Copyright © 1995, 2022 Pablo Sanz Martínez and SAGA Egmont

 

All rights reserved

 

ISBN: 9788728372449

 

1st ebook edition

Format: EPUB 3.0

 

No part of this publication may be reproduced, stored in a retrievial system, or transmitted, in any form or by any means without the prior written permission of the publisher, nor, be otherwise circulated in any form of binding or cover other than in which it is published and without a similar condition being imposed on the subsequent purchaser.

 

www.sagaegmont.com

Saga Egmont - a part of Egmont, www.egmont.com

A la memoria de Javier Aizpurúa

Impulso

Qué calor. Qué cansancio. Maldito verano. Maldito verano mil veces. Qué asco. Cuánta gente, qué asco, qué calor, debemos estar a más de cuarenta, y esos idiotas dicen que el verano oficialmente no ha empezado todavía. Nos vamos a enterar en agosto. Ojalá pudiera bajar a la piscina, pero van a verme. No quiero encontrarme con nadie. Cierran a las diez, tampoco podría bajar de madrugada. Eso harán los cabrones de los chalecitos, los que tienen piscina para ellos solos. Y luego esos tíos marranos, claro, porque es municipal, lo saben, toda la chusma a lavarse allí, si lo decía uno de ellos con toda la desfachatez del mundo el otro día, que así no le hacía falta ducharse en casa, y de paso se ahorraba tiempo y dinero, el muy cerdo. Hay qué ver encima cómo huele ese maldito vestuario, es repulsivo. Claro, municipal, ya se sabe, para cerdos y cerdas. Porque el de ellas tampoco debe ser moco de pavo, con tanto unte, tanto potingue, tanta cremita... Y lleno también de niños, con los globitos, las pelotitas, los chicles, los lamparones de los helados resbalando por todos lados, pegajosos... Y las focas al sol, apiñaditas en el minúsculo solarium, los pies de unas en las cabezas de las otras, tan contentitas, tomando el sol, hablando a gritos, creerán que por estar tumbadas se escuchan peor entre ellas, no se puede dar un solo paso, nada de nada, no hay ni sitio para sentarse, de pie, como todos los que llegan tarde, a no ser que apenas te importe sentir esos viscosos restos de helados, de sudor o de mierda en tu propia piel cuando alguien se apalanque a tu lado, diciendo encima, perdona, cuando a empellones se haya hecho su hueco a tu espalda, y sientas una barriga flácida, blancuzca, seguro, rosácea en todo caso, aunque no puedas verla. O los descomunales pechos de alguna rubia artificial sudando rimel y espetándote su aliento a chorizo sobre el pescuezo...

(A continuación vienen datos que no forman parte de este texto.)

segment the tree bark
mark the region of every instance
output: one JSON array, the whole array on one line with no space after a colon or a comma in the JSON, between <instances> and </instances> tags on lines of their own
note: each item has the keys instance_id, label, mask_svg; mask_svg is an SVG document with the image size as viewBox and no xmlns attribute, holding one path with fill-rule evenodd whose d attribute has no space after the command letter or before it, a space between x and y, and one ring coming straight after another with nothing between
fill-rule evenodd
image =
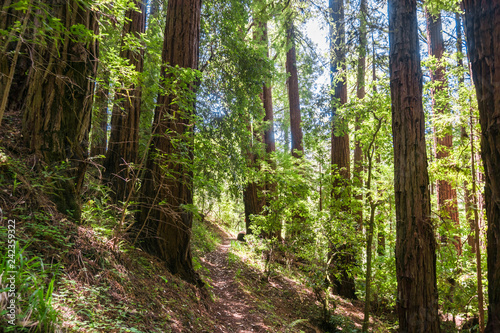
<instances>
[{"instance_id":1,"label":"tree bark","mask_svg":"<svg viewBox=\"0 0 500 333\"><path fill-rule=\"evenodd\" d=\"M90 156L106 155L108 146L108 84L108 82L105 82L104 86L99 85L96 89L94 103L98 108L99 117L93 120Z\"/></svg>"},{"instance_id":2,"label":"tree bark","mask_svg":"<svg viewBox=\"0 0 500 333\"><path fill-rule=\"evenodd\" d=\"M122 38L133 36L140 38L146 29L146 5L143 1L135 1L134 9L125 13ZM131 50L122 41L120 57L134 66L137 73L143 69L144 51ZM134 78L136 79L136 78ZM124 83L126 86L127 83ZM120 89L115 94L118 103L113 107L111 115L111 134L109 137L108 151L104 166L105 177L111 183L110 188L116 202L124 201L132 190L132 166L137 163L139 150L139 120L141 111L141 88L139 82L134 82L130 87Z\"/></svg>"},{"instance_id":3,"label":"tree bark","mask_svg":"<svg viewBox=\"0 0 500 333\"><path fill-rule=\"evenodd\" d=\"M264 45L265 54L264 57L269 59L269 37L267 33L267 21L260 21L259 27L261 29L261 42ZM264 145L266 149L265 160L271 165L271 167L275 167L273 161L271 160L271 154L276 151L276 143L274 140L274 113L273 113L273 93L271 87L271 80L265 79L264 84L262 85L262 105L264 106ZM276 191L276 183L272 180L271 175L267 175L265 184L264 184L265 193L263 196L265 198L265 205L270 206L273 200L273 193ZM279 219L278 219L279 220ZM268 235L268 237L277 237L281 238L281 225L273 226L273 229Z\"/></svg>"},{"instance_id":4,"label":"tree bark","mask_svg":"<svg viewBox=\"0 0 500 333\"><path fill-rule=\"evenodd\" d=\"M0 1L0 30L8 32L0 36L0 124L5 111L22 109L31 65L24 40L32 33L27 26L32 19L32 8L22 12L11 4L11 0ZM14 24L16 21L21 23L20 27Z\"/></svg>"},{"instance_id":5,"label":"tree bark","mask_svg":"<svg viewBox=\"0 0 500 333\"><path fill-rule=\"evenodd\" d=\"M297 60L295 54L295 28L292 19L288 21L287 43L289 50L286 53L286 72L288 74L288 103L290 107L290 129L292 132L292 155L300 157L304 153L302 146L302 127L300 115L299 77L297 74Z\"/></svg>"},{"instance_id":6,"label":"tree bark","mask_svg":"<svg viewBox=\"0 0 500 333\"><path fill-rule=\"evenodd\" d=\"M400 332L439 332L417 1L389 1L390 88Z\"/></svg>"},{"instance_id":7,"label":"tree bark","mask_svg":"<svg viewBox=\"0 0 500 333\"><path fill-rule=\"evenodd\" d=\"M338 106L347 102L345 83L345 25L343 0L330 0L330 81L334 87L332 96L332 146L331 164L333 181L332 214L338 211L349 212L350 207L350 148L347 122L338 113ZM339 204L340 203L340 204ZM331 244L332 264L340 278L332 275L333 291L340 296L357 299L354 277L350 270L355 265L352 244Z\"/></svg>"},{"instance_id":8,"label":"tree bark","mask_svg":"<svg viewBox=\"0 0 500 333\"><path fill-rule=\"evenodd\" d=\"M459 13L455 13L455 27L456 27L456 33L457 33L457 54L459 55L458 58L458 66L460 68L463 68L464 62L462 60L462 43L463 43L463 38L462 38L462 23L461 23L461 18ZM458 83L459 86L462 86L464 84L464 76L461 75L458 78ZM460 128L460 138L462 140L463 145L468 145L468 134L467 134L467 124L468 122L464 122ZM471 133L472 135L472 133ZM475 253L475 245L474 245L474 214L473 214L473 209L474 206L472 204L472 193L469 190L469 182L467 180L464 181L464 201L465 201L465 218L467 219L467 222L469 223L470 227L470 232L469 235L467 236L467 243L470 245L472 248L472 252Z\"/></svg>"},{"instance_id":9,"label":"tree bark","mask_svg":"<svg viewBox=\"0 0 500 333\"><path fill-rule=\"evenodd\" d=\"M463 4L486 178L489 305L485 332L500 332L500 1L465 0Z\"/></svg>"},{"instance_id":10,"label":"tree bark","mask_svg":"<svg viewBox=\"0 0 500 333\"><path fill-rule=\"evenodd\" d=\"M162 52L162 63L167 64L162 67L162 78L167 82L183 81L179 70L198 68L200 12L201 0L168 2ZM184 80L175 94L167 89L166 94L158 96L154 137L142 179L136 239L147 251L165 260L173 274L199 284L190 248L193 215L185 207L193 203L195 83Z\"/></svg>"},{"instance_id":11,"label":"tree bark","mask_svg":"<svg viewBox=\"0 0 500 333\"><path fill-rule=\"evenodd\" d=\"M447 89L447 82L445 78L446 69L441 64L444 53L443 34L441 32L441 14L433 16L428 10L426 10L425 15L427 20L427 45L429 48L429 55L434 56L440 62L436 70L431 70L431 81L435 84L435 87L431 90L432 109L434 114L437 116L445 114L449 109L448 104L439 102L439 100L442 99L442 97L439 98L439 95L445 94ZM446 100L448 100L448 96L446 96ZM434 127L434 143L436 147L436 159L438 161L448 158L450 150L453 149L451 125L448 124L443 132L444 133L438 133L438 129ZM458 227L459 221L456 189L453 188L448 181L440 179L436 184L436 194L440 216L442 216L445 221L449 220ZM442 240L447 241L446 237L443 237ZM457 249L457 253L460 254L462 246L459 236L455 236L455 247Z\"/></svg>"},{"instance_id":12,"label":"tree bark","mask_svg":"<svg viewBox=\"0 0 500 333\"><path fill-rule=\"evenodd\" d=\"M24 101L23 135L29 149L47 164L69 161L62 170L54 201L59 211L80 218L80 188L86 170L97 42L72 28L97 33L96 12L81 1L45 1L34 20L42 26L48 16L63 30L46 30L33 41L33 64Z\"/></svg>"},{"instance_id":13,"label":"tree bark","mask_svg":"<svg viewBox=\"0 0 500 333\"><path fill-rule=\"evenodd\" d=\"M366 21L368 19L368 13L366 8L366 0L361 0L359 4L359 47L358 47L358 71L357 71L357 88L356 96L361 101L365 98L365 74L366 74ZM361 118L358 111L356 114L354 131L355 131L355 141L354 141L354 168L353 168L353 183L354 186L361 189L363 187L363 150L361 148L361 142L359 140L359 132L361 130L360 122ZM354 196L356 200L356 219L358 222L358 230L363 229L363 195L361 193Z\"/></svg>"}]
</instances>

Esto es insoportable, ahora media hora estrujado, porque se ha retrasado el anterior. Hale, todos al metro, esté como esté, poco importa. Qué gente más cerda. Seguro que cuando llegue no queda ni rastro de la nubecilla que había en el cielo, y venga, calor, eso sí, venga calor, más calor. Lástima de piscina, podría refrescarme, nadar suavemente, así, como hacen en los campeonatos, que parece que van a salir volando del agua cuando compiten a mariposa, y baten los pies para tomar todo su impulso, igual que cuando lo soñaba, cuando todavía lo sueño, que puedo desplazarme nadando en el aire, suavemente, pero dando poderosísimas brazadas, así, así. No sé nadar, pero entonces sueño que doy esas vigorosas brazadas, que mis pies, apoyándose en el aire, me hacen salir volando, igual que los nadadores en el agua cuando dan la patada con la que inician el salto, justo después de tomar aire, ese breve, ese preciso impulso.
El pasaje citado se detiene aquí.